ScottishPower tells the prowlers to keep away
IAN Russell yesterday delivered a thinly-veiled message of defiance to the companies queueing up to buy ScottishPower.
He declared that its shareholders would be amplyrewarded by the current management.
Russell said the company should be allowed to plough on with its organic growth strategy, and warned that shareholders might forefeit a multibillion pound windfall if it fell prey to a takeover.
The ScottishPower chief executive spoke out as interim results revealed a 45pc jump in pretax profits to £273m.
Last month the company raised electricity bills by 5pc- 8pc and gas prices by 12pc in a bid to protect margins. It also cut more than 700 jobs to slash costs.
ScottishPower has been at the centre of takeover speculation since German giant E.ON announced last month it was considering a bid.
Russell would not comment on this, but hinted that any predator would need to pay significantly more than the share price, which dropped
1⁄ 2p to 5771⁄ 2p.
‘I suspect most chief executives think their share price undervalues their company,’ he added.
‘I hope that you can see the wealth of opportunities that we have got for growing and expanding.’

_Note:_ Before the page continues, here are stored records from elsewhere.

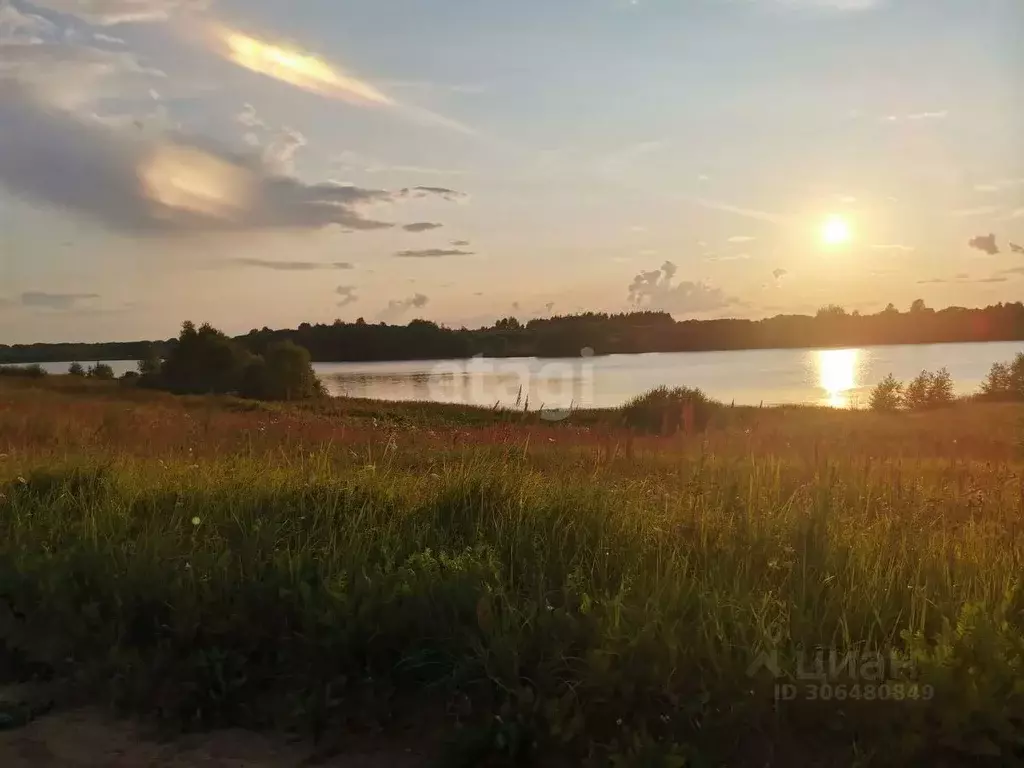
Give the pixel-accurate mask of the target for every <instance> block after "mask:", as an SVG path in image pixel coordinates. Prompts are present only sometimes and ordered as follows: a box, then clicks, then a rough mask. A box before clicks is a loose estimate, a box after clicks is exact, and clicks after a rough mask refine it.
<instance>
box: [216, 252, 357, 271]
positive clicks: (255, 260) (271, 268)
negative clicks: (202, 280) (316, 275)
mask: <svg viewBox="0 0 1024 768" xmlns="http://www.w3.org/2000/svg"><path fill="white" fill-rule="evenodd" d="M224 263H227V264H233V265H236V266H253V267H258V268H260V269H273V270H276V271H280V272H312V271H319V270H327V269H351V268H352V265H351V264H350V263H348V262H347V261H327V262H325V261H278V260H275V259H255V258H249V257H245V256H242V257H239V258H233V259H227V260H226V261H225V262H224Z"/></svg>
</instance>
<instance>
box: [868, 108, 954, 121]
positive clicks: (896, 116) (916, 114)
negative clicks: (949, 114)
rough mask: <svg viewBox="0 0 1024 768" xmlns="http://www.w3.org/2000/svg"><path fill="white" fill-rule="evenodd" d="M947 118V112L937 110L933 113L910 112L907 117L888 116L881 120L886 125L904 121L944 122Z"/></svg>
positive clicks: (899, 116)
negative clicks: (926, 120)
mask: <svg viewBox="0 0 1024 768" xmlns="http://www.w3.org/2000/svg"><path fill="white" fill-rule="evenodd" d="M947 117H949V112H948V111H947V110H937V111H933V112H912V113H910V114H909V115H888V116H886V117H885V118H883V120H884V121H885V122H887V123H900V122H903V121H904V120H909V121H912V122H918V121H922V120H945V119H946V118H947Z"/></svg>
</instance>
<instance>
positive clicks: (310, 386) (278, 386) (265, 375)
mask: <svg viewBox="0 0 1024 768" xmlns="http://www.w3.org/2000/svg"><path fill="white" fill-rule="evenodd" d="M263 361H264V370H263V373H262V379H263V381H262V385H263V391H262V393H261V396H262V397H263V398H264V399H268V400H304V399H309V398H312V397H318V396H321V395H323V394H324V385H323V384H321V381H319V379H317V378H316V374H315V373H314V372H313V367H312V362H311V360H310V357H309V351H308V350H307V349H305V348H303V347H300V346H299V345H297V344H294V343H292V342H290V341H275V342H273V343H271V344H270V345H269V346H267V348H266V351H265V352H264V353H263Z"/></svg>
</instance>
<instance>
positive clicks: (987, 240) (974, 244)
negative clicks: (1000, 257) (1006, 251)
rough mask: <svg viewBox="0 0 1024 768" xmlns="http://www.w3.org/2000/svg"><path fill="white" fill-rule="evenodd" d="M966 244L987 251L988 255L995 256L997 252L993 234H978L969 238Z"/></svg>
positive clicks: (979, 250)
mask: <svg viewBox="0 0 1024 768" xmlns="http://www.w3.org/2000/svg"><path fill="white" fill-rule="evenodd" d="M967 244H968V246H969V247H970V248H973V249H974V250H976V251H981V252H982V253H987V254H988V255H989V256H995V255H996V254H997V253H998V252H999V246H998V245H997V244H996V242H995V236H994V234H979V236H978V237H977V238H971V240H969V241H968V243H967Z"/></svg>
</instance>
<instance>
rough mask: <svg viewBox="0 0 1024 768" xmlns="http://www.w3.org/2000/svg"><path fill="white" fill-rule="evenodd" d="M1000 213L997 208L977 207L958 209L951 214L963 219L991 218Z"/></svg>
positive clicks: (989, 207) (955, 210)
mask: <svg viewBox="0 0 1024 768" xmlns="http://www.w3.org/2000/svg"><path fill="white" fill-rule="evenodd" d="M998 211H999V209H998V208H996V207H995V206H976V207H974V208H957V209H955V210H952V211H950V212H949V213H950V214H951V215H953V216H957V217H961V218H973V217H975V216H991V215H992V214H994V213H998Z"/></svg>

Sources speculated that E.ON may be cooling on the talks, having reached an impasse over price after making clear it is reluctant to offer more than 650p a share.
They said Scottish & Southern might be a more likely bet, although such a deal would inevitably face scrutiny from competition regulators.
Russell said the plan to give £ 2.5bn back to shareholders from the proceeds of its sale of Pacificorp might not stand if the company lost its independence.
The first-half dividend was 10.4p a share.